Great to see Spooky come back to life- One of the last great East Coast companies that makes their own stuff (or at least makes it here in the USA).

I don’t know if I agree with the whole story about getting a good bike fit- there is something to be said for sitting on a trainer with a plumb line and an expert fitter.

Wish I could afford a top of the line fitting…..

Lucas Lube

On Spooky’s website they link another website about divestment from Israel. If they’re concerned about suffering of millions, why don’t they talk about Darfur, the opposition in Iran, Haiti and a hundred other places too? And why is the link on a business website?

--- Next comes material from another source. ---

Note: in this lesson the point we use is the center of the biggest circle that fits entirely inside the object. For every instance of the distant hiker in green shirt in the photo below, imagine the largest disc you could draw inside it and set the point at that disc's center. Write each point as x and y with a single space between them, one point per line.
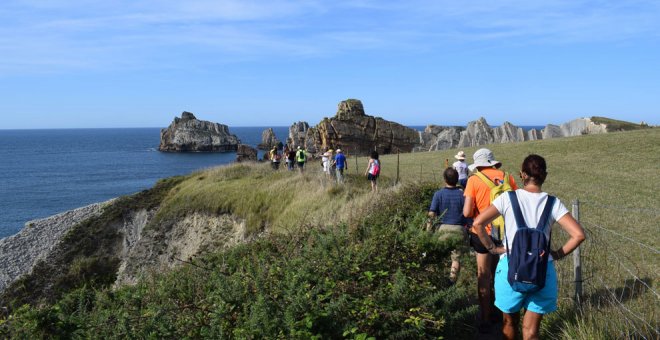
301 158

In the intellectual community around Amherst and Northampton, it’s cool to be anti-zionist. Anti-zionism is antisemitism, make no mistake. Jews have been kicked around countries of the world for generations. And now there is a Jewish home and this is what we get. It’s a shame that Palestinians suffer but it’s not just the fault of Israel.

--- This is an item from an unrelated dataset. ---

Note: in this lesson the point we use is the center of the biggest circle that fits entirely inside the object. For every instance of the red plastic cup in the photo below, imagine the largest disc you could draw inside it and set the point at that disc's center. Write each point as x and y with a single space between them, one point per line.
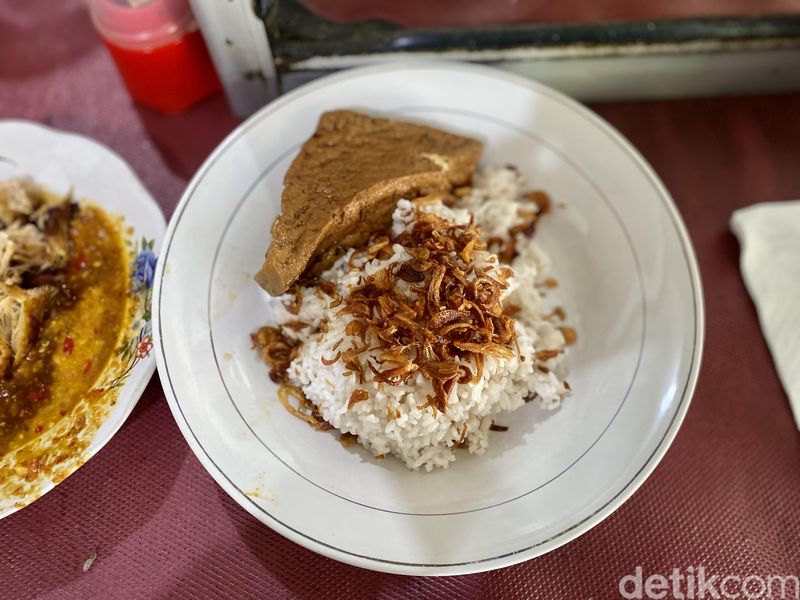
158 50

Now if they really wanted to divest from Israel, they probably wouldn’t be able to keep their business open because of all the Israeli-developed technology they use.

Liam Tubie

The guy at Spooky is a total nightmare. He makes promises that he cannot keep and makes endless excuses. True, he is making a comeback but I cant see it going on for much longer.

Ridolfo Bottle

spookys look like decent bikes.
but if these apparent anti-Semitic gestures are true, i definitely won’t be giving this guy my business.

Gherardo Skidmark

so what’s wrong with the Cannondale?

he switches post and saddle on it, lowers seat and sets it farther back. did you check whether your knee still bisected the pedal spindle in new position? odds are that it still does or is very close.

how does that mean you need a custom frame?

who originally fit you on the bike?

sounds like you should be skeptical. how different will the geometry of this frameset be, compared to the cannondale?

your current bike has a ~73 seat tube angle, you can buy or currently have a 30mm offset post, and you can buy 170mm cranks.

one variable at a time. why changing two at once (frame and fit if fit was wrong)?

jyalpert

Chad Butts originally fit me when I first started cycling in May of 2009. At that point, I had range of motion issues and serious lack of flexibility that caused knee pain. I have since spoken with him about that fit, and it was really the only position possible for me at the time.

However, as I have improved in strength and flexibility, I can now handle a ‘normal’ position on the bike. I saw Chad again a couple weeks ago, and he ‘dialed me in’ a bit, and seemed much happier with my new position . . . but he also agrees I’m a good candidate for a custom frame (primarily very long top tube to balance me out, and higher head tube as my body has been rotated up and back around my hips, vs. Cannondale).

Also, I completely agree expert fitters add huge value. I realize that section of the article appears to be critical of fitters, but I did not mean it that way – simply, my body is so messed up that traditional methods don’t necessarily apply. Chad is great and I’d recommend him to anyone. I will take my Spooky to him for another fit after Mark Purdy builds it up.

Jeff

Doffo O-Ring

Well fuck him then. Today intuitive, natural bike fitting, tomorrow Kike-fitting into the ovens. Fucking pseudo-intellectuals.

Ivan Bentspoke

Wow, he may or may not be an anti-semite, but that is a fairly serious thing to casually throw at him based on that link on the website. He may be naive, misguided, lack a nuanced understanding of the region or any number of explanations. You can call him an idiot and refuse to buy his products, but you do not know what he actually feels and it’s very presumptuous of you to assume that you do.